President
Barack Obama vowed to boost U.S. efforts to fight AIDS with a new
target of providing treatment to 6 million people worldwide by 2013, up
from an earlier goal of 4 million. At a celebrity-studded World AIDS Day
event yesterday, Obama also challenged other nations to boost their
commitments to fund treatment. “We can beat this disease. We can win
this fight. We just have to keep at it, today, tomorrow, and every day
until we get to zero,” Obama said at the forum, where he credited his
Republican predecessor, George W. Bush, for his efforts to combat AIDS
and HIV. Bush, who sought to make the fight against AIDS and HIV a
signature issue of his presidency, spoke by satellite to the Washington
event sponsored by the ONE campaign.

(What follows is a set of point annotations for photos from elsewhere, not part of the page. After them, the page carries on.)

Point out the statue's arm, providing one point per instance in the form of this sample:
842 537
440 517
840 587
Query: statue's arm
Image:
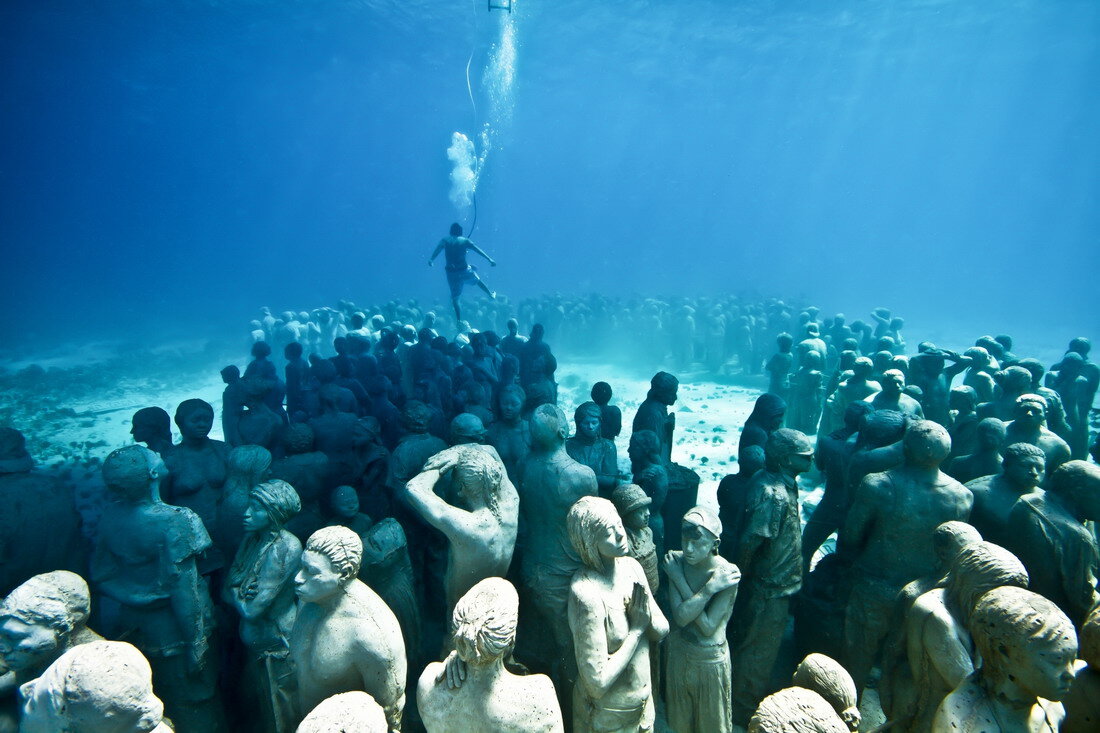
595 666
278 569
860 521
950 659
438 513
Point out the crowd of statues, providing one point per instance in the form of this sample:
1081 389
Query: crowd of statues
404 529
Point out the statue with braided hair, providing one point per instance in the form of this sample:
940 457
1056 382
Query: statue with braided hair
483 534
1027 647
472 690
344 637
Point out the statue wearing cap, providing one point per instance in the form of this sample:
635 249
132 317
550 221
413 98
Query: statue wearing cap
702 590
770 557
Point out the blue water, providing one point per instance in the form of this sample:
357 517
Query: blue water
171 166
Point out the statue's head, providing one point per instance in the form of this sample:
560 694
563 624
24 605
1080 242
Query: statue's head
979 568
596 532
271 504
700 534
1015 380
131 472
298 438
1026 639
39 616
1024 466
789 451
948 540
151 424
633 505
101 687
990 434
549 427
893 382
827 678
963 398
926 444
1030 411
465 428
329 562
663 387
1079 482
586 417
195 418
484 622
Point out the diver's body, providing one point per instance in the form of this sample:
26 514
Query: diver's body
459 272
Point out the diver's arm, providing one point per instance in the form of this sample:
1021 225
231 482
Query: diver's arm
439 248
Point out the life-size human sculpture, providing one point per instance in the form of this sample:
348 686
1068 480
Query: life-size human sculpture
260 587
779 367
153 427
938 645
1047 532
595 451
770 559
1029 425
651 474
1022 472
246 467
551 484
892 395
145 561
653 412
342 713
986 459
702 589
510 434
101 687
482 536
344 637
806 394
859 385
1082 703
40 621
795 710
897 690
611 416
1027 648
197 466
613 619
832 456
888 537
40 528
633 505
472 690
827 678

New HIV infections fell to 2.7
million in 2010, down from 3.1 million in 2001, while the total number
of people getting life-saving AIDS drugs rose to 6.65 million in 2010
from just 400,000 in 2003. But that is still a minority of the 34
million people around the world who had the human immunodeficiency virus
in 2010. Studies have also shown that suppressing the virus through
treatment reduces HIV’s spread to patients’ partners by as much as 96%.
As part of a goal to achieve “an AIDS-free generation,” Obama said the
United States aimed to provide anti-retroviral drugs to more than 1.5
million HIV-positive pregnant women worldwide by 2013.